Just over a year ago, I become chair of the Finance Committee of the Washington Metropolitan Area Transit Authority board. Fast-forward a year, and although I now chair the entire WMATA board, Metro’s finances are still of grave concern to me, and should be to the entire region. If we do not put the system on a sound financial footing, SafeTrack — and all the inconvenience it is causing — will be for naught.
Metro’s annual budget is $3 billion: $1.8 billion is spent on operating costs and $1.2 billion on capital costs. Of the $1.8 billion in annual operating costs, approximately half ($900 million) comes from fares; the other half is paid by Maryland, Virginia and the District. The federal government does not fund any operating costs.
On the capital side, the federal government contributes $150 million annually as part of the Passenger Rail Investment and Improvement Act of 2008 (PRIIA), while D.C., Maryland and Virginia match that funding with $50 million each. On top of that, the two states and the District contribute another $250 million toward capital projects, and Metro, like other transit systems, applies for federal formula funds to make up the balance.
Metro’s financial problems can be summed up in three numbers: 300, 18 and 2.5.
First, $300 million is the fair share that the federal government should pay in annual operating dollars as an equal partner in America’s subway. The feds have the same number of directors on the board as D.C., Maryland and Virginia, and Metro carries 50 percent of the federal workforce every day. If the feds don’t pay their fair share, then either riders will be faced with a significant fare increase or D.C., Maryland and Virginia taxpayers will see a 33-percent increase in their required contribution next year.
Next, $18 billion is the amount of capital funding Metro needs over the next decade. This amount includes replacing all 1,200 railcars, building a tunnel within the Red Line tunnel from Cleveland Park to Medical Center to stop the constant water leakage, upgrading the electrical system to run all eight-car trains and continued maintenance of the system.
Every other major transit system in the country is supported by dedicated taxes. A regional funding source — such as a one-percent sales tax increase, whereby D.C., Maryland and Virginia raise approximately $500 million annually — is necessary to fund our infrastructure needs. Additionally, the feds must double the PRIIA contribution to $300 million per year, to be matched by $100 million per year from each of the three jurisdictions.

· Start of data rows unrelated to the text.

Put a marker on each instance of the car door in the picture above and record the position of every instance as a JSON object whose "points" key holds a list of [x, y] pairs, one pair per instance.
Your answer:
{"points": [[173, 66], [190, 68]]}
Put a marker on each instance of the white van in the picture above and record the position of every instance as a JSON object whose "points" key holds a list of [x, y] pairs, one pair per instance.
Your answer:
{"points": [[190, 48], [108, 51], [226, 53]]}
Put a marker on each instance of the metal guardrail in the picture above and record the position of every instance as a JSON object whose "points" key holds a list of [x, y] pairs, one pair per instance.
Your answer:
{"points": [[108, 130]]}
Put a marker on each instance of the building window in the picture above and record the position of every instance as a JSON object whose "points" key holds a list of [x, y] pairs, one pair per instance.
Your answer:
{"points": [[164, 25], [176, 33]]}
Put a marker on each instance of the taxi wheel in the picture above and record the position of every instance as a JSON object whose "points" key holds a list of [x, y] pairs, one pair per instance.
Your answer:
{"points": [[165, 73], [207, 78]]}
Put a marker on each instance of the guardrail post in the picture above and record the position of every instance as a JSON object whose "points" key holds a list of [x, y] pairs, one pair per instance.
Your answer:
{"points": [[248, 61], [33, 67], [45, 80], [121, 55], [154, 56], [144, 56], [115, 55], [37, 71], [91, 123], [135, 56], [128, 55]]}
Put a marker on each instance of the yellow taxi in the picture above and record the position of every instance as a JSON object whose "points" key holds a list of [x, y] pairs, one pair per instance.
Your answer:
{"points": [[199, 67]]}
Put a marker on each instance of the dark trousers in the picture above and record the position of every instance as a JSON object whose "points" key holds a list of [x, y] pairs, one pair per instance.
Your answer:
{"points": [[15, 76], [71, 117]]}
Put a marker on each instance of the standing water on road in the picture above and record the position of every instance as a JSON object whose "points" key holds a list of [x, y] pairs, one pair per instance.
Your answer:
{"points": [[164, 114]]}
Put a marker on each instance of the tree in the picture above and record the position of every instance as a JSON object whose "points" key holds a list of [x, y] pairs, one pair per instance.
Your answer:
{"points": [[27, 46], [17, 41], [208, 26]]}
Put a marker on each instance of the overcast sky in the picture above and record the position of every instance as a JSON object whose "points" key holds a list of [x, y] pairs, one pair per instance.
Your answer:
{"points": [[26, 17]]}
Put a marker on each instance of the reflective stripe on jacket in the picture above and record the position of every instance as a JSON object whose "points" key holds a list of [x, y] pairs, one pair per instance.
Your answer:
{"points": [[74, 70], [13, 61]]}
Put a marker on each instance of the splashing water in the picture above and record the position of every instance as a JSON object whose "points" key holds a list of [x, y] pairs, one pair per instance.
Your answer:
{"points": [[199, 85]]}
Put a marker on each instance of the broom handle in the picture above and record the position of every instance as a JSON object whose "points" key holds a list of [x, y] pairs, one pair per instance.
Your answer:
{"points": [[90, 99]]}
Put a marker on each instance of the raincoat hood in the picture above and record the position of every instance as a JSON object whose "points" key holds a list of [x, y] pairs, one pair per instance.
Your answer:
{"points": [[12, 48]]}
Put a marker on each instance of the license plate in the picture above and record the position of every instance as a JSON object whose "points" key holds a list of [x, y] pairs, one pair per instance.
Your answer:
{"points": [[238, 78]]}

Finally, $2.5 billion is the unfunded pension and other post-employment benefit liability facing Metro. Even if Metro does everything right moving forward, the unfunded pension liability will sink the organization, like it did D.C. in 1995. The federal government assumed the District’s unfunded pension liability in 1995 and must assume Metro’s today.
I have outlined Metro’s financial problems and presented the necessary actions to put Metro on a firm financial footing. If these actions are not taken, Metro will be no better in the future than it is today. This generation of federal and regional leaders has allowed Metro to deteriorate from a world-class system to a marginal system. These same leaders now have an obligation to fix Metro. Do we have the courage to do so?